The Roof is on Fire: Artists Responding to Climate Change
Binh Danh, David Maisel, and Aspen Mays
Thursday, September 23, 2021
6:00 - 7:30 PM PDT
On Thursday, September 23rd from 6:00 - 7:30 PM PDT, SF Camerawork hosted our panel talk Artists Responding to Climate Change as part of our auction programming. The work of several participating auction artists related our auction theme “The Roof Is on Fire” to the crisis of climate change and global warming. In a panel discussion, Binh Danh, David Maisel, and Aspen Mays, shared the ecological aspects of their work and engaged in dialogue about the often devastating impact of the Anthropocene era on the planet's natural life. With ever more pervasive floods and fires, along with the COVID pandemic, among the signposts of a sixth mass extinction, how can we creatively cope with the threat of biological annihilation?
ABOUT BINH DANH
Binh Danh received his BFA in photography from San Jose State University, and his MFA from Stanford University, Palo Alto, CA. He has been the subject of recent solo exhibitions at institutions including Louisiana State Museum, New Orleans (2018); Phillips Museum of Art at Franklin and Marshall College, Lancaster, PA (2018); Memorial Art Gallery, Rochester, NY (2016); and Taubman Museum of Art, Roanoke, VA (2015).

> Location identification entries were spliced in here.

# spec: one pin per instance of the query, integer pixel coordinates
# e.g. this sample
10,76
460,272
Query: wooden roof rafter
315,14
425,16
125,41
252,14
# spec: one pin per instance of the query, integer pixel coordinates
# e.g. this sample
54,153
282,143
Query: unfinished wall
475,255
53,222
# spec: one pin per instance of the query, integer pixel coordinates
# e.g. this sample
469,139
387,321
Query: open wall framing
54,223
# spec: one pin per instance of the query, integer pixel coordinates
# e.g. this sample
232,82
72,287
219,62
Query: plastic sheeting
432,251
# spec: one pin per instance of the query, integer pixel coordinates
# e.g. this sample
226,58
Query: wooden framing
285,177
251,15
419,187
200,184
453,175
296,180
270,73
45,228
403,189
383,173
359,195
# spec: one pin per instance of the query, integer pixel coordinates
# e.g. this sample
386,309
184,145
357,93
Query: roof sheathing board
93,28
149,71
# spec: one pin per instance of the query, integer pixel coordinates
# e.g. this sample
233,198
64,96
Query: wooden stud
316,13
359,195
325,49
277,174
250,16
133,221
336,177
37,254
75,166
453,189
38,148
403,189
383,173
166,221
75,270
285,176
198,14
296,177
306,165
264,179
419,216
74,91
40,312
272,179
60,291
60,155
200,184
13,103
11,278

Danh’s work is held in a number of permanent institutional collections, including the National Gallery of Art, Washington, DC; San Francisco Museum of Modern Art and De Young Museum, San Francisco; Museum of Contemporary Photography, Chicago; Museum of Fine Arts, Boston; Philadelphia Museum of Art; George Eastman Museum, Rochester, NY; and San Jose Museum of Art, CA.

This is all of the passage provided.